Localizada em Swindon, a unidade é a quarta maior fábrica de automóveis do país, emprega cerca de 3.500 trabalhadores e é onde os hatchbacks Honda Civic são fabricados

honda

Bloomberg - A Honda Motor anunciou que pretende fechar sua fábrica no Reino Unido no maior revés até o momento da indústria automotiva britânica, que já enfrenta milhares de cortes de empregos e perdeu modelos importantes no período anterior ao Brexit.

Localizada em Swindon, a cerca de 130 quilômetros a oeste de Londres, a unidade é a quarta maior fábrica de automóveis do país, emprega cerca de 3.500 trabalhadores e é onde os hatchbacks Honda Civic são fabricados. A instalação será fechada em 2021, anunciou a empresa na terça-feira. A Honda também planeja deixar de produzir sedãs Civic em uma instalação na Turquia.

O Reino Unido é há muito tempo um polo japonês de produção de automóveis na Europa, e a Honda, a Nissan Motor e a Toyota Motor são proprietárias de três das seis maiores fábricas do país. Com a demanda estagnada e novas tecnologias que exigem mais dinheiro, as fabricantes de veículos do Japão e de outras partes estão sendo pressionadas a reduzir gastos.

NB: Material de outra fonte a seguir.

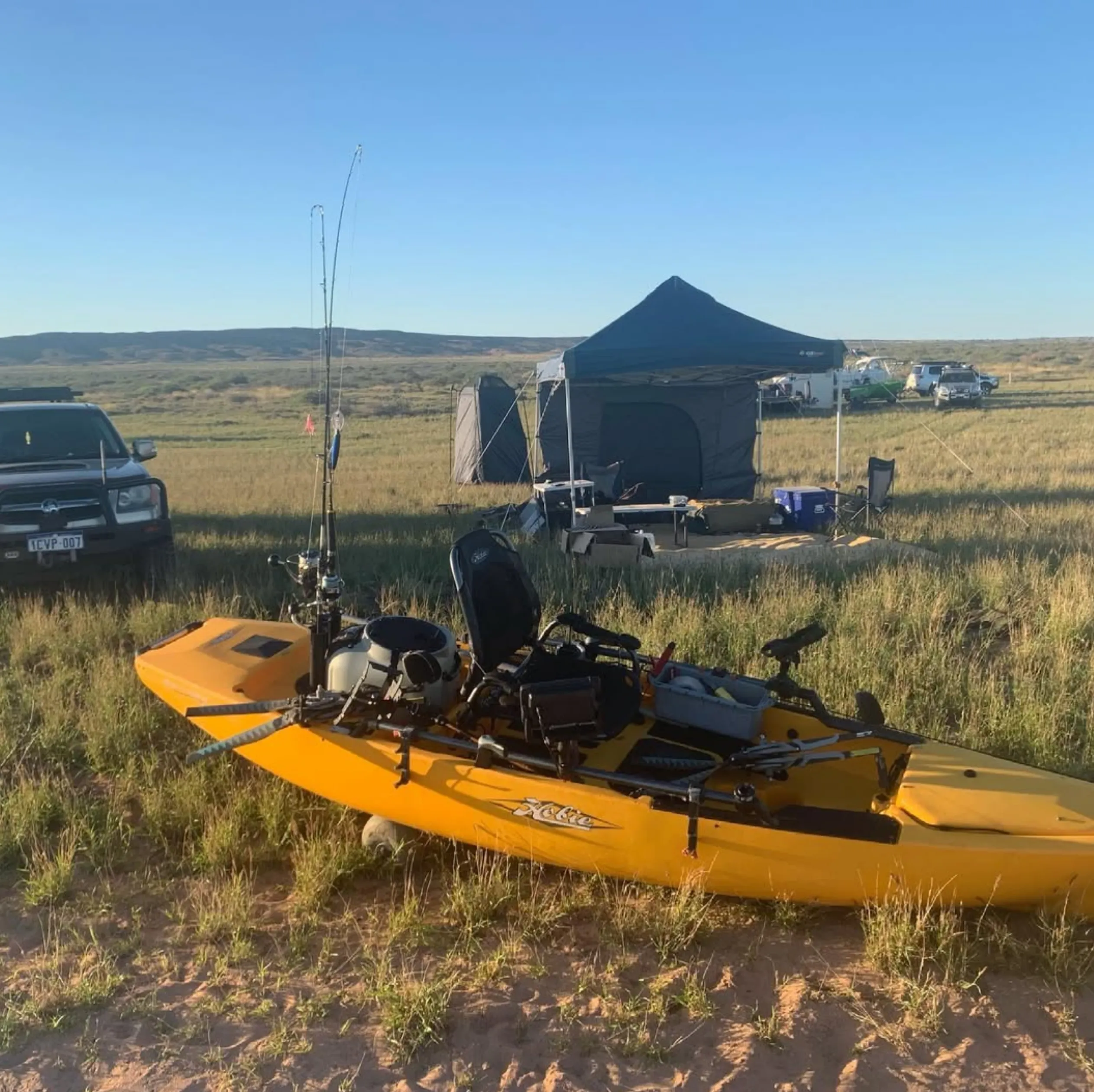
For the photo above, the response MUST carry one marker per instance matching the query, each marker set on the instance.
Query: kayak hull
(1018, 853)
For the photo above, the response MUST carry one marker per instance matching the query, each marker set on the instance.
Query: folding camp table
(679, 512)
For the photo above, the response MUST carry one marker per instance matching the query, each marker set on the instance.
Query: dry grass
(219, 873)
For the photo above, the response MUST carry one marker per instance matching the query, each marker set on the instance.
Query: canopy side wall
(725, 418)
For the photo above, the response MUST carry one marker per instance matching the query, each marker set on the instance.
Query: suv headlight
(136, 504)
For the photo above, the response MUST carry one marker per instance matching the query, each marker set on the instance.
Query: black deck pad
(261, 646)
(702, 739)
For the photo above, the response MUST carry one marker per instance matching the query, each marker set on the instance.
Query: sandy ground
(835, 1028)
(798, 549)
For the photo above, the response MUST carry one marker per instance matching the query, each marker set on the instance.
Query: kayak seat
(588, 692)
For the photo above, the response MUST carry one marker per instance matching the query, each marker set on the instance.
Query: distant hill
(289, 343)
(299, 343)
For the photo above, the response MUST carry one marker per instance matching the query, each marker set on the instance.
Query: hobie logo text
(554, 814)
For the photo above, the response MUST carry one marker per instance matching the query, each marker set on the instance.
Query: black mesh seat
(504, 614)
(499, 600)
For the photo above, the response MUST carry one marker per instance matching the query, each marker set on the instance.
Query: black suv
(72, 496)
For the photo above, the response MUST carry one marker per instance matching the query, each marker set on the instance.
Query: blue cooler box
(810, 508)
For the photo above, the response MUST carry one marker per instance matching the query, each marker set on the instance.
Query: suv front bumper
(105, 544)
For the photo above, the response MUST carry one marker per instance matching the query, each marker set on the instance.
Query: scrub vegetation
(216, 923)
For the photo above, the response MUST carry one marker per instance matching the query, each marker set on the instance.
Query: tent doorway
(659, 446)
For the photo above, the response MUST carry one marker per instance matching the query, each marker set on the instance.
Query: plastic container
(810, 508)
(372, 656)
(738, 716)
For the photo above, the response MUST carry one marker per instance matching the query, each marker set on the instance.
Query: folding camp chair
(871, 501)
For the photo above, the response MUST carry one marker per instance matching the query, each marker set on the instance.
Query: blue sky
(844, 169)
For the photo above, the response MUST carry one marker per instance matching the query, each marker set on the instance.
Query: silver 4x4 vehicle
(924, 377)
(958, 387)
(72, 497)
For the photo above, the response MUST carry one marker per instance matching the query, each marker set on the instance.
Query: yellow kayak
(802, 806)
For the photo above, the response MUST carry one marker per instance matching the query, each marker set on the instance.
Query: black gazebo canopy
(680, 327)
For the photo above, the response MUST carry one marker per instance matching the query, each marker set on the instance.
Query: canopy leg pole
(569, 443)
(760, 439)
(535, 440)
(839, 423)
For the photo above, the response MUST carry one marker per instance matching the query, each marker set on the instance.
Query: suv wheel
(155, 568)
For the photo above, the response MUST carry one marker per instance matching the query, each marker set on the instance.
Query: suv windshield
(47, 433)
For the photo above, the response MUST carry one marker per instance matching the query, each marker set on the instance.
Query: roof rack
(39, 394)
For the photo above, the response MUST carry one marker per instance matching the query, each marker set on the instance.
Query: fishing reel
(304, 569)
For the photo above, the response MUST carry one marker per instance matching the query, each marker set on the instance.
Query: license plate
(54, 544)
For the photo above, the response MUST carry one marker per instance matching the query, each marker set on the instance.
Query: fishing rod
(317, 572)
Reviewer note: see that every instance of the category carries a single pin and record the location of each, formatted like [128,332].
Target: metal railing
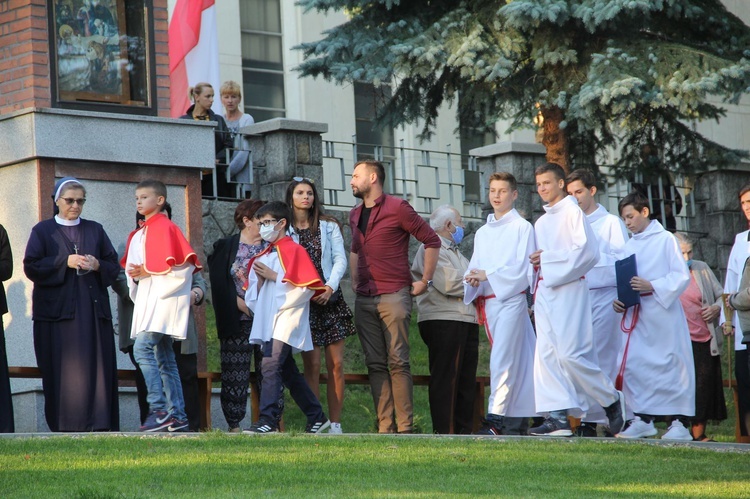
[429,178]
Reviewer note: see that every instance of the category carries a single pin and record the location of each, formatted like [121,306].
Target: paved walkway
[715,446]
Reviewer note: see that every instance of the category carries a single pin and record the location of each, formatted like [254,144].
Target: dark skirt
[709,391]
[330,323]
[79,371]
[6,398]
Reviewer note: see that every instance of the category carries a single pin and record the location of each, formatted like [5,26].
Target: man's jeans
[383,326]
[154,354]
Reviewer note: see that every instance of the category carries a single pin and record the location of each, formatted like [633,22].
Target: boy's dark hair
[505,176]
[247,208]
[635,199]
[157,185]
[550,167]
[374,166]
[586,177]
[277,209]
[160,189]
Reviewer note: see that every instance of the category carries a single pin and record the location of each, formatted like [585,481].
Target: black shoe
[318,426]
[616,414]
[491,426]
[177,426]
[156,421]
[261,427]
[586,430]
[552,428]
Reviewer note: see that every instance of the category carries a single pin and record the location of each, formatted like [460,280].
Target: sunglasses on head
[78,201]
[303,179]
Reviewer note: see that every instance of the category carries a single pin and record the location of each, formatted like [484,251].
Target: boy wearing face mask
[449,328]
[281,281]
[496,281]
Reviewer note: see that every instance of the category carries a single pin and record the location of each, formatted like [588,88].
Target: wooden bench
[207,379]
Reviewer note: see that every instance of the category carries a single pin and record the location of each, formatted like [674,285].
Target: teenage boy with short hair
[159,263]
[566,374]
[611,236]
[496,281]
[659,374]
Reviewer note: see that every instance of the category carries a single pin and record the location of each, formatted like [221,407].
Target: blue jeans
[155,357]
[279,370]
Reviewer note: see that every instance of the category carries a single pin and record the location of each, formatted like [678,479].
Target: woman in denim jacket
[330,317]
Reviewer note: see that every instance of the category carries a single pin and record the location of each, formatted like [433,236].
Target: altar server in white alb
[496,281]
[659,375]
[280,283]
[611,236]
[566,371]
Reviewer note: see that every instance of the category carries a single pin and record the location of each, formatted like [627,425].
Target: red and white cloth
[193,52]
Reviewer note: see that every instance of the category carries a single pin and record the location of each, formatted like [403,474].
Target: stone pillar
[282,149]
[519,159]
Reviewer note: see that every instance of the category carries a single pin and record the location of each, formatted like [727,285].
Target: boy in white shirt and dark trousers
[281,281]
[566,373]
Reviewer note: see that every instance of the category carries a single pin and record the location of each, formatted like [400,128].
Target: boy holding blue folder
[659,376]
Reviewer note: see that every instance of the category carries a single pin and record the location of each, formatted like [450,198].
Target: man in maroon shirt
[381,278]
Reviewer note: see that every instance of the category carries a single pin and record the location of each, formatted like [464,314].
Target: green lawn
[359,415]
[292,465]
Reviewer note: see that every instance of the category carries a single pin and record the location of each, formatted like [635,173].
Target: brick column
[24,55]
[161,53]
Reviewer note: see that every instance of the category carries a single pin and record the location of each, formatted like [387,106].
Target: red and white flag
[193,52]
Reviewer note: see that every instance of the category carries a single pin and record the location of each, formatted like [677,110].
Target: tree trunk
[555,139]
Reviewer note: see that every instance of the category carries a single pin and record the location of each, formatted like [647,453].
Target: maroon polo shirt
[383,251]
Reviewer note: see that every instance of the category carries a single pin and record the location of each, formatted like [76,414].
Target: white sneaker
[677,431]
[335,429]
[638,429]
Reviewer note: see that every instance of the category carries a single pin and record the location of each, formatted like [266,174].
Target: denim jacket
[333,255]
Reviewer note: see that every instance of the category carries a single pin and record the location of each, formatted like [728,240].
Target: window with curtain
[262,59]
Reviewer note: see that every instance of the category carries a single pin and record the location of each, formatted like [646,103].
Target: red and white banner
[193,52]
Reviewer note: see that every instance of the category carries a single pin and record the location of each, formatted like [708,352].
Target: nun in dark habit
[71,262]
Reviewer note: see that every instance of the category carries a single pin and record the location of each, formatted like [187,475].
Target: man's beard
[360,193]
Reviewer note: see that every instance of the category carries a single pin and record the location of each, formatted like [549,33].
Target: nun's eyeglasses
[78,201]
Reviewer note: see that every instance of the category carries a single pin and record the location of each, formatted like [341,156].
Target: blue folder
[625,270]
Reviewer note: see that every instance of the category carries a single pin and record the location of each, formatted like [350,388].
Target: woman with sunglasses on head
[330,317]
[71,262]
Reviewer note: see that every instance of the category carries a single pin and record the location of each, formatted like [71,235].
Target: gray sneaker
[616,414]
[552,428]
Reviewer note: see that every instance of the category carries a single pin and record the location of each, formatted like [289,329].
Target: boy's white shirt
[281,311]
[568,243]
[161,302]
[611,235]
[505,264]
[660,374]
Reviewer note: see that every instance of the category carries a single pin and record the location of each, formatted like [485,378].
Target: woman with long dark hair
[330,317]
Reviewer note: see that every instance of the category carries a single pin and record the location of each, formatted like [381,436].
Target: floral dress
[332,322]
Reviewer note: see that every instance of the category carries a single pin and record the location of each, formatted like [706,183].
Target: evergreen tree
[629,74]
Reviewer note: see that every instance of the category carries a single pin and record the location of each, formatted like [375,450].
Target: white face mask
[269,233]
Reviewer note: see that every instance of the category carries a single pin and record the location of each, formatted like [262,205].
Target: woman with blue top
[330,317]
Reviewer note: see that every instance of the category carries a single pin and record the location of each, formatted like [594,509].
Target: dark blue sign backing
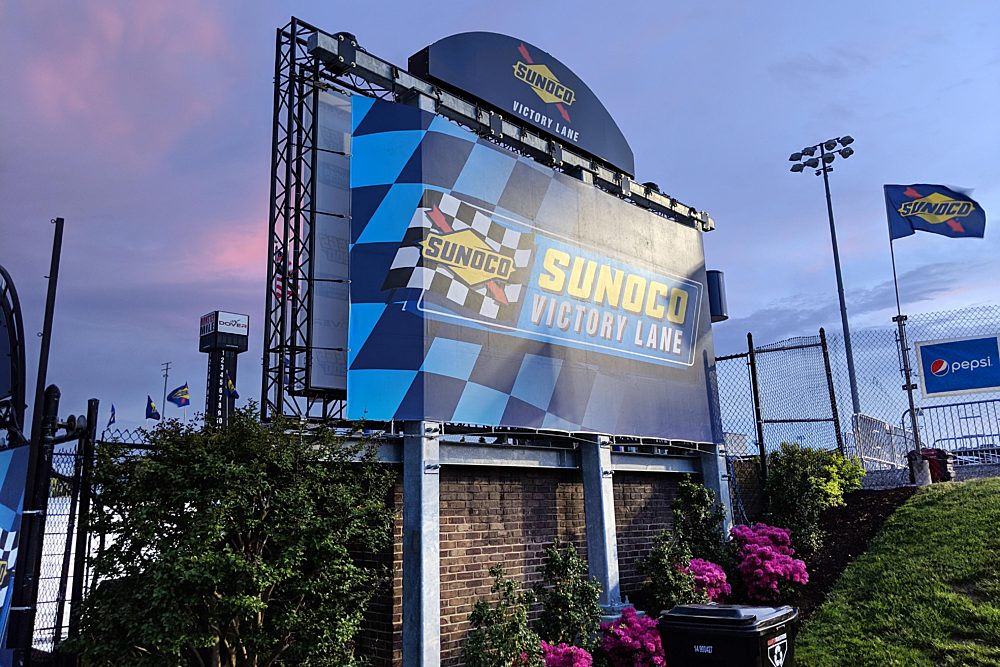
[959,366]
[525,82]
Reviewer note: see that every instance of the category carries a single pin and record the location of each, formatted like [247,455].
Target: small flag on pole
[231,387]
[151,411]
[932,208]
[180,396]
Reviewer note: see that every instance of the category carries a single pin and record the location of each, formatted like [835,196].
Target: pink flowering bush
[565,655]
[765,563]
[709,579]
[632,641]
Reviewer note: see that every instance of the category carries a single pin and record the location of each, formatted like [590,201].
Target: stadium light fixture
[827,155]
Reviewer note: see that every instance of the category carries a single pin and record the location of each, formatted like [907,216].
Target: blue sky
[147,126]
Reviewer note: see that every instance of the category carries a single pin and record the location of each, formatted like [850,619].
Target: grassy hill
[926,592]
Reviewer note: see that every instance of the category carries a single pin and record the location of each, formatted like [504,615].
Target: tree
[500,636]
[230,546]
[571,612]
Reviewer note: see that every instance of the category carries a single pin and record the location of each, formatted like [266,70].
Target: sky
[147,126]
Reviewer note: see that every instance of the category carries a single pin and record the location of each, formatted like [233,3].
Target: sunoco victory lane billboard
[488,289]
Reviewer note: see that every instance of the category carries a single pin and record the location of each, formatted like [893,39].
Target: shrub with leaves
[569,597]
[632,641]
[766,566]
[699,523]
[803,482]
[565,655]
[709,579]
[670,583]
[228,546]
[500,635]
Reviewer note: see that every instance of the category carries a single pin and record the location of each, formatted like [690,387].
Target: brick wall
[381,636]
[643,504]
[496,515]
[508,516]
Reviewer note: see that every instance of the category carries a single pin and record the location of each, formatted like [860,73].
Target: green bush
[500,634]
[569,597]
[699,524]
[698,532]
[668,584]
[229,546]
[803,482]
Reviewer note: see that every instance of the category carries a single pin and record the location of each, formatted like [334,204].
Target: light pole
[828,152]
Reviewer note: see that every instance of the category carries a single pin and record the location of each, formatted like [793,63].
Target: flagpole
[904,354]
[166,375]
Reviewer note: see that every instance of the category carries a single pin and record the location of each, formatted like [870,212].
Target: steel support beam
[599,511]
[421,545]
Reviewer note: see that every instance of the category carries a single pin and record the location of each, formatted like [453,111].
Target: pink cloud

O Brexit soma outra camada de incerteza: neste mês a Nissan voltou atrás no plano de construir o SUV X-Trail em Sunderland, citando a situação não resolvida do comércio entre a União Europeia e o Reino Unido após o Brexit.

A Honda afirmou que a decisão se dá em um momento em que a empresa “acelera o compromisso com os carros eletrificados em resposta às mudanças sem precedentes na indústria automotiva global”.

O Brexit é uma das causas da desaceleração da demanda na Europa, mas grandes mercados como a China também estão em declínio. Conflitos comerciais iminentes aumentam a desaceleração e as montadoras europeias estão se preparando para as possíveis tarifas de importação a serem aplicadas pelos EUA.

Por outro lado, os produtos fabricados no Reino Unido podem ser prejudicados por um novo tratado que eliminará gradualmente as tarifas sobre as importações japonesas para a UE.

Ainda assim, o CEO Takahiro Hachigo disse que o divórcio do Reino Unido da UE não foi um fator importante na decisão da Honda e que a empresa está transferindo sua produção em um momento em que o setor avança rumo aos carros elétricos.

A Honda planeja importar veículos elétricos do Japão e da China para a Europa, disse Hachigo a jornalistas em Tóquio. A empresa também ampliará a produção do Civic na América do Norte, para onde são exportados atualmente 55 por cento dos modelos fabricados no Reino Unido. A sede europeia da empresa permanecerá no Reino Unido.

O fechamento da fábrica aumentará o lucro operacional da Honda em mais de 30 bilhões de ienes (US$ 271 milhões) por ano a partir de 2023, segundo estimativa de Koichi Sugimoto, analista do MUFJ Morgan Stanley em Tóquio.

Com Hachigo, a Honda está passando por uma ampla reestruturação de sua presença global. No Japão, a companhia planeja encerrar a produção de automóveis em uma grande fábrica pela primeira vez na história da empresa e concentrar a produção em uma nova instalação a partir de 2022.

A fábrica da empresa em Swindon foi fundada em 1985. Ela operou abaixo da capacidade máxima nos últimos anos devido à queda da demanda na Europa, levando a Honda a suspender uma linha de produção com capacidade para 100.000 unidades em 2014.